Scaling
Configure autoscaling, scale-to-zero, and idle timeout for your services.
SMLL supports two scaling modes depending on your service's deployment mode.
Always-on scaling (HPA)
When your service is set to always on with max_replicas > min_replicas, SMLL creates a Kubernetes Horizontal Pod Autoscaler (HPA) that automatically adjusts replicas based on load.
- Min replicas: the minimum number of instances always running
- Max replicas: the upper bound for autoscaling
Scale-to-zero (on demand)
Services with on demand deployment mode scale down to zero replicas when idle, eliminating costs during inactive periods.
How it works
SMLL uses the KEDA HTTP add-on to manage scale-to-zero:
- An interceptor proxy sits in front of your service
- When traffic arrives and no replicas are running, KEDA spins up a new instance
- Traffic is held at the proxy until the instance is ready (typically a few seconds)

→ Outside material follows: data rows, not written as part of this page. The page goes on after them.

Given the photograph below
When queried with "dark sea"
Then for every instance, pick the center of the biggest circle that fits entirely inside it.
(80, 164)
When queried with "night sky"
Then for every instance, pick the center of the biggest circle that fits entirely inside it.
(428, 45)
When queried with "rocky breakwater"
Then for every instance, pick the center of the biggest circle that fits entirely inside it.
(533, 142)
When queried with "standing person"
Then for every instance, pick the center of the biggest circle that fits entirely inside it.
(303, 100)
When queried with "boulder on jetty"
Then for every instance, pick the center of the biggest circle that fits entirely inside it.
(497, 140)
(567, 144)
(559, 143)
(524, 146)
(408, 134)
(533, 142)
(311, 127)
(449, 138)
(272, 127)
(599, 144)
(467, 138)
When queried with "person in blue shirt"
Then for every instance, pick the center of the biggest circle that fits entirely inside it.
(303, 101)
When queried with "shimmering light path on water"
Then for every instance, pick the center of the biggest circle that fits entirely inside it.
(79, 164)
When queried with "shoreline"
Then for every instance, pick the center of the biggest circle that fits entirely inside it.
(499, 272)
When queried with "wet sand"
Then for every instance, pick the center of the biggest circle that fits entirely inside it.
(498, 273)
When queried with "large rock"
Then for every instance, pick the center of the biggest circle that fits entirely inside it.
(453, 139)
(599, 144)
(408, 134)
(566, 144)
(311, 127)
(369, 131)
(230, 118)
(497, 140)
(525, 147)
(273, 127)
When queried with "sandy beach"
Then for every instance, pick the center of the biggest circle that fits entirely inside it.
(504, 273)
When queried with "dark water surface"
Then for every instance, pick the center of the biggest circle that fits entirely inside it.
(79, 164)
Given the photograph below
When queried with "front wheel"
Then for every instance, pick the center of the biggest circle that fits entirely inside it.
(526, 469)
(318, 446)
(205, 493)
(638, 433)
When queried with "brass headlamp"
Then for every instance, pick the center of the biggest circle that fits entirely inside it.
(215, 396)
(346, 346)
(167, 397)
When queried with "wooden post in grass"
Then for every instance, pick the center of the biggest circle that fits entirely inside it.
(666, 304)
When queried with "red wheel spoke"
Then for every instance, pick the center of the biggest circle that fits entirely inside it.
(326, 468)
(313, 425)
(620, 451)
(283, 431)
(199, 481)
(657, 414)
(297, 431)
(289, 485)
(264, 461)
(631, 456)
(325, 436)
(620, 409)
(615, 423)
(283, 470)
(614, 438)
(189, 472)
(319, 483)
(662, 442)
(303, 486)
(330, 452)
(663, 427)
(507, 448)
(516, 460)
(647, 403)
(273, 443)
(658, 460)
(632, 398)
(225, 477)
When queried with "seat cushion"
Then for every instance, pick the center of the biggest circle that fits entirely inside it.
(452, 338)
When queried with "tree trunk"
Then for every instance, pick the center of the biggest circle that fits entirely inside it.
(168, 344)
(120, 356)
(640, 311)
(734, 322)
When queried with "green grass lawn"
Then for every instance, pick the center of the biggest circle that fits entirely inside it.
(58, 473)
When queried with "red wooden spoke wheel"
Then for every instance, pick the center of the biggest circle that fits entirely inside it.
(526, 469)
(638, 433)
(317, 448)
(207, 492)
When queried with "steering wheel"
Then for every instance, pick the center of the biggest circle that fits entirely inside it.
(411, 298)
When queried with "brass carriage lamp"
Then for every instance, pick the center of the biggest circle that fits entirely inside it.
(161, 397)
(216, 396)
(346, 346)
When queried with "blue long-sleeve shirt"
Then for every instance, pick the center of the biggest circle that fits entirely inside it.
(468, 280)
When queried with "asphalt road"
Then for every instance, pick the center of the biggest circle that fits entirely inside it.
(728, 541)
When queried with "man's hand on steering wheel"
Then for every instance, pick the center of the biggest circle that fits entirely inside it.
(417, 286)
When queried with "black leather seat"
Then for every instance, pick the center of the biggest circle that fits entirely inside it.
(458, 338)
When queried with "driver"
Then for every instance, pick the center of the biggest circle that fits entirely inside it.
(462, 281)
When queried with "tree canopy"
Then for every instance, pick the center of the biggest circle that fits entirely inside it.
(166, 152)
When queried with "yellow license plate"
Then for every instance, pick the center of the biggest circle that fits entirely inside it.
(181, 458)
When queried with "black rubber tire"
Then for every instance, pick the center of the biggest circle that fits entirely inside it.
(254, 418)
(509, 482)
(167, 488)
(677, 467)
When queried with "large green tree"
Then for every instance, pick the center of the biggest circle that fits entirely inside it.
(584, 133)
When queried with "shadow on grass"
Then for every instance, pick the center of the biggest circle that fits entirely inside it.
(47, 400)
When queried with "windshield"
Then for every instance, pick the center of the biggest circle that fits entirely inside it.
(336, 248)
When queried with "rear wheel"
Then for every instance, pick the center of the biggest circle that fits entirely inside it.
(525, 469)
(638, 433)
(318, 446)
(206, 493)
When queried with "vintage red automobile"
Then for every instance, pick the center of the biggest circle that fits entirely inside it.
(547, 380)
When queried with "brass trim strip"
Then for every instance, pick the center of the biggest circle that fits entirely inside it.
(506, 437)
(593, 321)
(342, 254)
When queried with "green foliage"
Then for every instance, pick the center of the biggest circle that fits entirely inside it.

- After a period of no traffic, the service scales back to zero
Idle timeout
The idle timeout controls how long a service stays running after the last request:
- Default: 300 seconds (5 minutes)
- Configurable: set any value in the service settings
A shorter timeout saves costs but increases cold start frequency. A longer timeout keeps the service warm for follow-up requests.
Configuring
- Go to your service settings
- Set Deployment mode to On demand
- Set Max replicas (min is automatically 0)
- Adjust Idle timeout if needed
- Save
Cold starts
The first request after scale-to-zero triggers a cold start. The latency depends on:
- Image pull time (cached images are faster)
- Application startup time
- Health check completion
To minimize cold starts, keep your Docker images small and your application's startup fast.
Quota limits
Scaling is bounded by your VPC's resource quotas:
| Tier | Max pods |
|---|---|
| Free | 20 |
| Pay-as-you-go | 100 |
See Quotas for details on requesting increases.